I told Marilyn about it that evening, over dinner. (“How was work, dear?” “Fine, honey. I was hit with another paternity suit!”) The last time this happened, Marilyn was royally pissed and wanted the hooker put in jail. She wasn’t happy, but she understood.

“This might be real?” she asked.

“I have no idea. I dated a girl named Jeana Colosimo, that is a fact. Is this woman that person? Is this man her son? I have no idea. This was all thirty years ago. I have no idea what happened to Jeana after I went to college.”

“She’s the girl you told me about, the one you dated the longest in high school, wasn’t she?”

“Yeah, I suppose. You never met her because she was a year behind me, and ended up over at Loch Raven.”

She thought for a second, and then quietly asked. “Did you love her?”

I stood up from the table and came around to her side. I picked her up and gave her a big hug. “That was long before I met you. Okay, yes, I loved her. I also told you once, that you weren’t the first woman I loved, but you were the last. Nothing has changed since then, nothing.”

Marilyn hugged me back fiercely at that. I let her sit down again, and went back to my plate. She giggled for a moment and then asked, “Did this Jeana get the Carl Buckman Experience?”

I snorted my wine out through my nose, which caused a burning sensation. Marilyn was laughing at my discomfort, and I just pointed at her. “You are pushing your luck!” That just made her laugh even harder.

Unsurprisingly, Ari was asked the next morning at the press briefing about the story in the Enquirer. I was watching it on the closed circuit television.

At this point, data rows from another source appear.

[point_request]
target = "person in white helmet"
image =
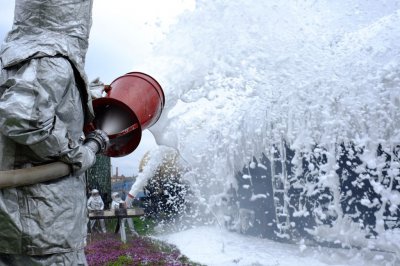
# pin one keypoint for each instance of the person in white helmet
(95, 203)
(115, 204)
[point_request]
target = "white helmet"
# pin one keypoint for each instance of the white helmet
(115, 195)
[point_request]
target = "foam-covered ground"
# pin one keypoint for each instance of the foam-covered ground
(212, 246)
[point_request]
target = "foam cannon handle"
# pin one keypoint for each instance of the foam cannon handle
(97, 141)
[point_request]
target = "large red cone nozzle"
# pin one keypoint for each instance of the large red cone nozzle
(133, 103)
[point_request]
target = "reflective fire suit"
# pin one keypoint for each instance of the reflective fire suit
(43, 106)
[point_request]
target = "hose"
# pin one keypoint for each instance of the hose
(33, 175)
(96, 140)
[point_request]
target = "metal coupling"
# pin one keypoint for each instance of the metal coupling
(97, 141)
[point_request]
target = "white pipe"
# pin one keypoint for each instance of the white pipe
(33, 175)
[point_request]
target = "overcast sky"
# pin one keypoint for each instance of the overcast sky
(121, 39)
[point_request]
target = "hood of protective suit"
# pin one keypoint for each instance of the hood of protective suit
(51, 28)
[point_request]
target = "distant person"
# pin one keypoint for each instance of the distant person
(116, 203)
(95, 203)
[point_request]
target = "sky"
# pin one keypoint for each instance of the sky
(122, 37)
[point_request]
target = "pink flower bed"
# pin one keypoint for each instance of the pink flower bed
(107, 249)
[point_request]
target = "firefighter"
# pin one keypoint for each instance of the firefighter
(115, 204)
(44, 103)
(95, 203)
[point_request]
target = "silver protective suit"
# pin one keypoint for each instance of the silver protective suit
(43, 106)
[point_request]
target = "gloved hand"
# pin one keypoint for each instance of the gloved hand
(80, 159)
(96, 88)
(84, 156)
(97, 141)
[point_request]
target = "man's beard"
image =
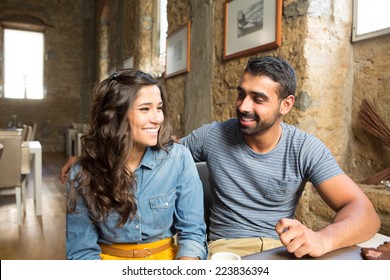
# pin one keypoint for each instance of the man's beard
(261, 125)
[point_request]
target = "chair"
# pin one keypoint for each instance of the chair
(28, 135)
(204, 177)
(32, 135)
(11, 171)
(1, 149)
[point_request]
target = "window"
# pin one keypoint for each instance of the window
(370, 19)
(162, 33)
(23, 64)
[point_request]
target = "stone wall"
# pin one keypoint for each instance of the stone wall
(85, 40)
(333, 77)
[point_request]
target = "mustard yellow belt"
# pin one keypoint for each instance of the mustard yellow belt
(127, 250)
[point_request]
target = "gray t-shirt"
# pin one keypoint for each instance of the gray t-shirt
(252, 191)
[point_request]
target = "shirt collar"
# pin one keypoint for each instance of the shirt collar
(149, 158)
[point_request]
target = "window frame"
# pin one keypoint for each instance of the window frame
(28, 24)
(363, 36)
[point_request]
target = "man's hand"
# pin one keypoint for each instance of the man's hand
(299, 239)
(66, 167)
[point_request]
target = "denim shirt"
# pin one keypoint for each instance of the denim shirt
(169, 197)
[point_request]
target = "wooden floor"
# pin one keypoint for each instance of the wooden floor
(39, 237)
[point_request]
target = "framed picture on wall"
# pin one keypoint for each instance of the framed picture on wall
(178, 51)
(251, 26)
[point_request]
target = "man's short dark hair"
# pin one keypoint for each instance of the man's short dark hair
(277, 69)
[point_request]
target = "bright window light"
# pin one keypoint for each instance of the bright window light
(370, 18)
(23, 64)
(163, 26)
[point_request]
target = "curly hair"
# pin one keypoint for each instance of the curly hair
(104, 181)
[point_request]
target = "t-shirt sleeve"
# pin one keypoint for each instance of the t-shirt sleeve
(319, 163)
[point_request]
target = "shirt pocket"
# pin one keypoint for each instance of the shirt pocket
(162, 208)
(281, 190)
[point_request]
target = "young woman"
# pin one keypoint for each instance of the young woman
(133, 189)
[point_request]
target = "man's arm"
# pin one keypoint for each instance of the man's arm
(65, 169)
(355, 221)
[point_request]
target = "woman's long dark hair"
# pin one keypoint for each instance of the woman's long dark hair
(104, 181)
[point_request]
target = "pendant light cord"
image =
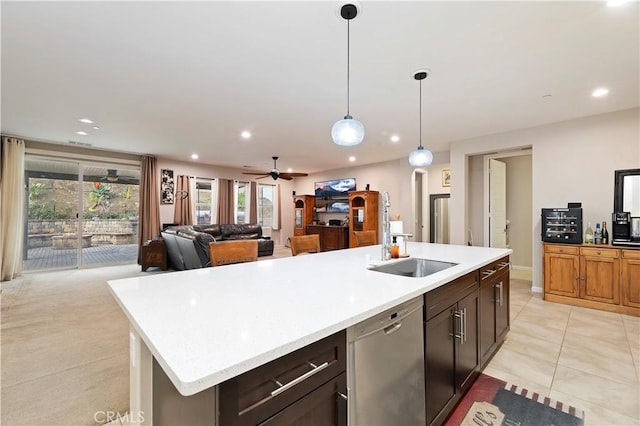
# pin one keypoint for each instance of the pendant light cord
(348, 56)
(420, 114)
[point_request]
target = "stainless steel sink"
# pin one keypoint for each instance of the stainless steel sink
(413, 267)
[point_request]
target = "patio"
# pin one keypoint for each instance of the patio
(41, 258)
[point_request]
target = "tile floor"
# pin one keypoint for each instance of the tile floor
(583, 357)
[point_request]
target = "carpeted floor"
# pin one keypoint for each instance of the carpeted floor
(494, 401)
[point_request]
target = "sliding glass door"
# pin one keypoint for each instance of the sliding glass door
(79, 214)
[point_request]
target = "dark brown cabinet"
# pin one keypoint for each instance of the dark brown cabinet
(303, 213)
(331, 237)
(154, 253)
(363, 213)
(451, 344)
(494, 307)
(306, 387)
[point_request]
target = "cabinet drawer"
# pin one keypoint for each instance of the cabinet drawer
(493, 268)
(631, 254)
(258, 394)
(435, 301)
(602, 252)
(561, 249)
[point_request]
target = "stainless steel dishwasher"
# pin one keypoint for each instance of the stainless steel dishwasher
(385, 368)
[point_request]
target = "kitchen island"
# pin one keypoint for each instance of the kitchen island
(202, 327)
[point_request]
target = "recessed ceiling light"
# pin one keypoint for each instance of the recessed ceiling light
(600, 92)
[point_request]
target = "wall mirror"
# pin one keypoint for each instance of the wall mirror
(627, 192)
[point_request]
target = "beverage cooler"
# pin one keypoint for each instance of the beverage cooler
(562, 225)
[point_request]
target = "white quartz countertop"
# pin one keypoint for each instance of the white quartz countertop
(205, 326)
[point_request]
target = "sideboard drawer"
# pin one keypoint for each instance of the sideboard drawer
(548, 248)
(601, 252)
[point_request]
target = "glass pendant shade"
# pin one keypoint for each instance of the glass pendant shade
(347, 132)
(420, 157)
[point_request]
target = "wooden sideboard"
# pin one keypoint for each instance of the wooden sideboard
(331, 237)
(593, 276)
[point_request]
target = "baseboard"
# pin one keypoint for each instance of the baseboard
(522, 272)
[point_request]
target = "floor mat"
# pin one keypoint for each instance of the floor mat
(494, 401)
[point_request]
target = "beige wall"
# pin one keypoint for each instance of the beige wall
(571, 161)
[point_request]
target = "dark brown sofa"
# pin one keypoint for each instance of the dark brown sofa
(188, 245)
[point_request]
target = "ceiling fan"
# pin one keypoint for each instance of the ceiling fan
(277, 174)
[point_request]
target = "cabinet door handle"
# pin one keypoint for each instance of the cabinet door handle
(463, 320)
(316, 370)
(461, 316)
(499, 287)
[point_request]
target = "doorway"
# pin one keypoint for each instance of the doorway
(439, 218)
(79, 214)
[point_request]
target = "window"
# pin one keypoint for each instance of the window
(266, 195)
(242, 196)
(205, 202)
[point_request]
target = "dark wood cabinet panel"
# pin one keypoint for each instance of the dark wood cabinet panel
(439, 364)
(494, 307)
(303, 212)
(326, 406)
(259, 394)
(363, 213)
(331, 237)
(451, 344)
(593, 276)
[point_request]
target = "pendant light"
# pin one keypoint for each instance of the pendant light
(421, 157)
(348, 131)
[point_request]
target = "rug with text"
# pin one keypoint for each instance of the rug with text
(492, 401)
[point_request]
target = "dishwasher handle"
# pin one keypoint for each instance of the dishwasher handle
(392, 328)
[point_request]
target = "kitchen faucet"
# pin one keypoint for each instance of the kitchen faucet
(386, 227)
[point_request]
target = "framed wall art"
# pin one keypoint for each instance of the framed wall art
(166, 187)
(446, 177)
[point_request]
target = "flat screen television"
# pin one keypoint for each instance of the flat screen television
(333, 195)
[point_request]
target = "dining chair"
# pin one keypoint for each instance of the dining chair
(227, 252)
(304, 244)
(365, 238)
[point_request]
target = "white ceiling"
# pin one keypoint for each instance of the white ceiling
(173, 78)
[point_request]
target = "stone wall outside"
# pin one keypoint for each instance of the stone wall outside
(102, 231)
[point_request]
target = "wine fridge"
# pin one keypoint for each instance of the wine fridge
(562, 225)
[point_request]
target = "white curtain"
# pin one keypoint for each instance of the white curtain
(276, 208)
(11, 207)
(192, 198)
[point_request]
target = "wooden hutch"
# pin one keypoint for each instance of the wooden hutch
(363, 213)
(593, 276)
(304, 206)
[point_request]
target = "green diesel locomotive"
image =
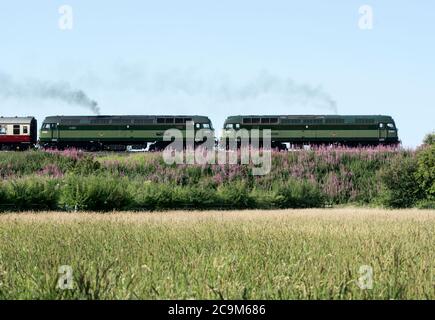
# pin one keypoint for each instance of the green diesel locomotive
(115, 133)
(299, 130)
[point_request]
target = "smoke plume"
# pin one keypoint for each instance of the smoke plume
(32, 88)
(221, 89)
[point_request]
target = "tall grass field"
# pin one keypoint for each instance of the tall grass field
(284, 254)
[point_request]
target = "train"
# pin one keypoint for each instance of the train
(299, 130)
(18, 133)
(118, 133)
(115, 133)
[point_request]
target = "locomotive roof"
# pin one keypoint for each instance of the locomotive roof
(16, 120)
(59, 119)
(347, 117)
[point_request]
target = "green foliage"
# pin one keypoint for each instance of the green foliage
(33, 193)
(235, 196)
(299, 194)
(401, 188)
(107, 181)
(95, 193)
(429, 139)
(425, 172)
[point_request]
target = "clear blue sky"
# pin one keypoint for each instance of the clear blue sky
(211, 57)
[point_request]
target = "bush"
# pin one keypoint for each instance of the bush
(400, 186)
(33, 193)
(235, 195)
(299, 194)
(151, 196)
(429, 139)
(98, 193)
(426, 204)
(425, 172)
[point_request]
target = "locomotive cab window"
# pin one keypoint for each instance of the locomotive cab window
(16, 129)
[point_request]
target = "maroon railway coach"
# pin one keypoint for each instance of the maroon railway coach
(18, 133)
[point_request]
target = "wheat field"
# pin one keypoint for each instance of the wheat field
(288, 254)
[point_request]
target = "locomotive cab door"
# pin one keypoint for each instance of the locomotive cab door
(383, 132)
(54, 132)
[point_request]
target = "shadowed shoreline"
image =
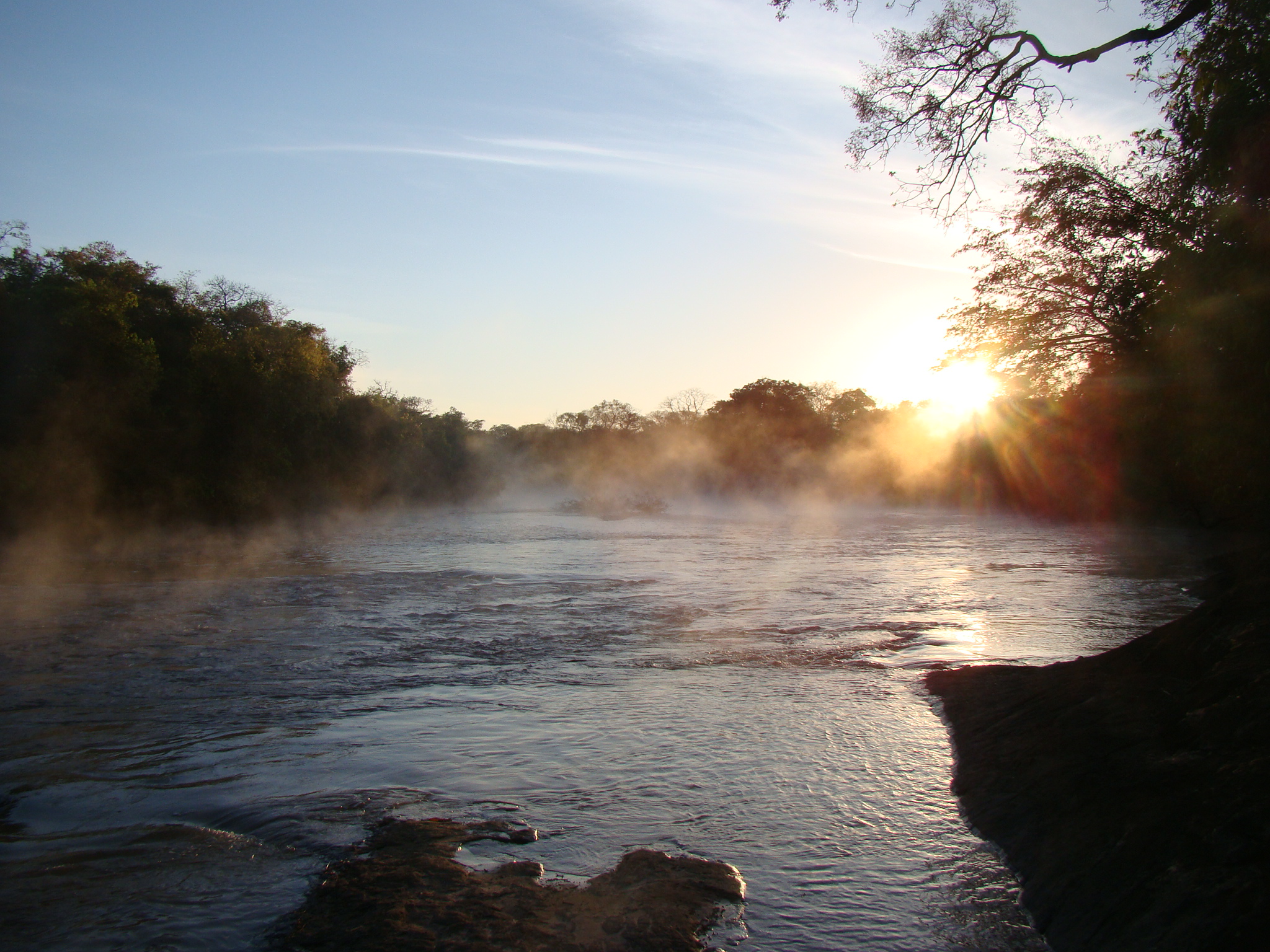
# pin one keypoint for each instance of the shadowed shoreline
(1128, 788)
(408, 892)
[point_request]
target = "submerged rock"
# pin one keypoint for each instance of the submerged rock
(1129, 790)
(408, 894)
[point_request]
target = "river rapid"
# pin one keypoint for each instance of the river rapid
(186, 747)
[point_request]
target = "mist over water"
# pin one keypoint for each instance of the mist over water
(189, 744)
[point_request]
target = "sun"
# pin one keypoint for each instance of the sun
(964, 389)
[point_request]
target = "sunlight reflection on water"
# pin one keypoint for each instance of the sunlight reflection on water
(739, 684)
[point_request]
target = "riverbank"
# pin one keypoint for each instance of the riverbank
(1128, 788)
(406, 891)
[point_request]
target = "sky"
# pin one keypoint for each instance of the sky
(515, 207)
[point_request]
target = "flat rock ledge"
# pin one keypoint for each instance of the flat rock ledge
(406, 892)
(1130, 791)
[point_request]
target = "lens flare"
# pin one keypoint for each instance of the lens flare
(964, 389)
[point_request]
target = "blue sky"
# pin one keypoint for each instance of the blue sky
(515, 207)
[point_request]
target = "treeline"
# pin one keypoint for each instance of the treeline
(770, 436)
(1128, 295)
(130, 399)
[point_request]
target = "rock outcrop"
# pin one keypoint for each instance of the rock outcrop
(1130, 791)
(408, 894)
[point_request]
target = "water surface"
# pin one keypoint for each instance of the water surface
(183, 752)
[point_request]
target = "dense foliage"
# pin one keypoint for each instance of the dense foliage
(127, 398)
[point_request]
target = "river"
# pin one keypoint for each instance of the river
(184, 747)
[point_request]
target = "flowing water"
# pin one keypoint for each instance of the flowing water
(183, 752)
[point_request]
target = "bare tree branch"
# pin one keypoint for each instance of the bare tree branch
(968, 73)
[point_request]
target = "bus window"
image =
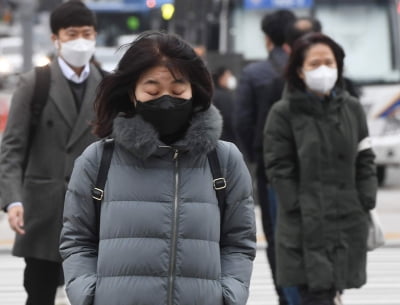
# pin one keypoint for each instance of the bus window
(364, 30)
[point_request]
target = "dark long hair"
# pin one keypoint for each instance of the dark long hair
(150, 49)
(296, 59)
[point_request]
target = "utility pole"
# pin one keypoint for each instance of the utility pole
(27, 9)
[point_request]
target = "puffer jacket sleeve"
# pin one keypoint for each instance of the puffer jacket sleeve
(79, 239)
(238, 238)
(280, 157)
(366, 180)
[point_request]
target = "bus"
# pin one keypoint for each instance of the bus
(369, 32)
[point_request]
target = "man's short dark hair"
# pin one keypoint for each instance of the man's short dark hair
(71, 13)
(274, 25)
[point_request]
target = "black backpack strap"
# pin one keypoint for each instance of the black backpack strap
(219, 182)
(38, 101)
(98, 189)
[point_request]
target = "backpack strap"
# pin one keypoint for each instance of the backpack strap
(98, 189)
(38, 101)
(219, 182)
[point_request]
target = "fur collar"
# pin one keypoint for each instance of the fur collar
(140, 138)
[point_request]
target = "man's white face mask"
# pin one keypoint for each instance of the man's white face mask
(231, 83)
(321, 80)
(77, 52)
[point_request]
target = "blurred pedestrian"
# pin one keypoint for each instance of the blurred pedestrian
(159, 238)
(36, 163)
(225, 84)
(319, 160)
(255, 94)
(306, 25)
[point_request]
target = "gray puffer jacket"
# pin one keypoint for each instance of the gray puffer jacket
(160, 240)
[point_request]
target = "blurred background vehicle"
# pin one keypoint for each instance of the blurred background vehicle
(11, 59)
(108, 57)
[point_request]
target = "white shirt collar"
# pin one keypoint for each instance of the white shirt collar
(70, 74)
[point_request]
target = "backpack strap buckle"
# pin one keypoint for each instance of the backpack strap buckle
(219, 184)
(97, 194)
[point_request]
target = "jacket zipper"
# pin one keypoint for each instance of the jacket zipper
(172, 261)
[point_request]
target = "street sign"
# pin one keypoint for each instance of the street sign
(271, 4)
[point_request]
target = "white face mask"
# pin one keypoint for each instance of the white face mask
(321, 80)
(77, 52)
(231, 83)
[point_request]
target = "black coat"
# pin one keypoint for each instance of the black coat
(325, 184)
(254, 99)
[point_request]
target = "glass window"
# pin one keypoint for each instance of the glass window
(363, 30)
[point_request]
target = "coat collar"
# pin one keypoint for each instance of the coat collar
(140, 138)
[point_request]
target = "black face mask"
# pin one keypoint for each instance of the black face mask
(169, 115)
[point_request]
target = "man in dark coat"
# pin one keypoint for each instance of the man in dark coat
(252, 106)
(34, 179)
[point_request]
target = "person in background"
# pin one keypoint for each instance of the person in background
(160, 237)
(306, 25)
(252, 105)
(35, 169)
(223, 99)
(320, 163)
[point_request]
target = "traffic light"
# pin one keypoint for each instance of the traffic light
(167, 11)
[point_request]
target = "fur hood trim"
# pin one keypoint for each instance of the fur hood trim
(142, 139)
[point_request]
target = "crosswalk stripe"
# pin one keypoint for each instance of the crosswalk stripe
(383, 287)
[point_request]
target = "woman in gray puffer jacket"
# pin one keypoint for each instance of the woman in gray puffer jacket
(161, 240)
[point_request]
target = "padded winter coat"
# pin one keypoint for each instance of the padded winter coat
(321, 166)
(159, 240)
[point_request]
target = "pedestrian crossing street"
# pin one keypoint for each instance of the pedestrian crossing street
(383, 287)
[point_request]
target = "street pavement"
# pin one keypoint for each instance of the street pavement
(382, 288)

Q: “What about the story in The National Enquirer about President Buckman having an illegitimate son?”

A: “Well, I can tell you that when I mentioned the words National and Enquirer, the first thing the President said to me was that Elvis was still dead and that there were no aliens in Roswell. I think that pretty much sums up the President’s thoughts on the subject.”